With a current attractive business situation, political, fiscal and monetary support and a healthy inflation, the Japanese debt market offers investment opportunities according to BNP Paribas Investment Partners.

Tony Glover, Tokyo-based head of the investment management department at the company believes that "it really depends on the assumptions that the investor has. An investment in Japanese fixed income (for a European investor) is a bet on the JPY. Investors in our Parvest Bond JPY fund generally do so if they think the JPY will strengthen, as it tends to do in times of market stress (i.e. a ‘risk-off’ play). A strengthening JPY generally puts downward pressure on the equity markets (as earnings forecasts are usually revised down) – so if the investors’ assumption is a strong JPY, then fixed income might be the better investment. But as I said to clients in Madrid last month, we think that the equity markets currently look attractive due to 1) earnings growth, 2) inexpensive valuations, 3) expected corporate governance improvements, 4) increased activity by domestic investors."
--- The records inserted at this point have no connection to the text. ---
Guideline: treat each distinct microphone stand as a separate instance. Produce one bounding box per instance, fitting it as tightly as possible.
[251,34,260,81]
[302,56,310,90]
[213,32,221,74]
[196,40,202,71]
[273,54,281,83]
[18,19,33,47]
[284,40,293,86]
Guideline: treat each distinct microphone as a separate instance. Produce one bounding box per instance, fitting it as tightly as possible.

Naruki Nakamura, head of Fixed Income with BNP Paribas Investment Partners Japan, and Fund Manager of the Parvest Bond JPY believes that if you look at flow indicators published by MoF (Japanese Ministry of Finance), foreigners have been heavy buyer of short and intermediate JGBs for months at deep negative yen base yield. "Why they buy? I assume the buyers are USD based investors who are buying with currency swap hedging. Toward the end of November last year (Nov 29), the spread went as far as -0.85%. 2 Year JGB was traded around -0.17%. If the USD based investor buy 2 year JGB with currency swap hedges, USD based yield can be as high as 1.95%, which is much higher than 2 Year Treasury yield of around 1.1% then (Very rough estimation without considering transaction cost). Investors with ample USD and who do not care about illiquidity, such as Sovereign wealth fund or Foreign reserve, might think it attractive. Any way, if you are an institutional investor with currency swap capability, have ample cash and unwilling to invest in deep negative yield short Bunds (or better have 0% return rather than sizable negative rate return), willing to sacrifice liquidity, willing to take Japanese sovereign risk, JGB market might be the candidate to put money in. As of now, basis swap has recovered to some extent and 2-year JGB’s yield is at deeper negative level, however, short Bunds yields are much lower due to ECB/risk off, so relative attractiveness may be bigger."

Apart from FX hedging base, he agrees on that some European investors use JGB to take JPY FX risk. "In the past, JPY strengthened in the risk-off environment. Although Japanese fiscal situation continues to deteriorates, we think the Japanese crisis is at least 5 years away. So, if an Euro based investor wants to diversify the investment, buying unhedged JGB might make sense, especially if the investor is worried about Europe-oriented risk-off."

"As of BOJ policy, as you might know, they changed their policy frame work in September 2016. They used to think unlimited quantitative ease could solve the problem, but they no longer think so. Currently they are reluctant to either increase QE nor go deeper into negative yield policy rate. They only want to fix the entire JPY yield curve at current level. Which means, we do not expect JPY to decline excessively from Japanese monetary policy factor for now . (So, for example, if US tightens more than market expectation, JPY may fall versus USD.) If there is another global financial crisis, we expect JPY to initially strengthen sharply. Then, if the JPY’s appreciation is excessive, BOJ may again change their policy to add aggressive monetary ease, which likely to curve the appreciation." He concludes.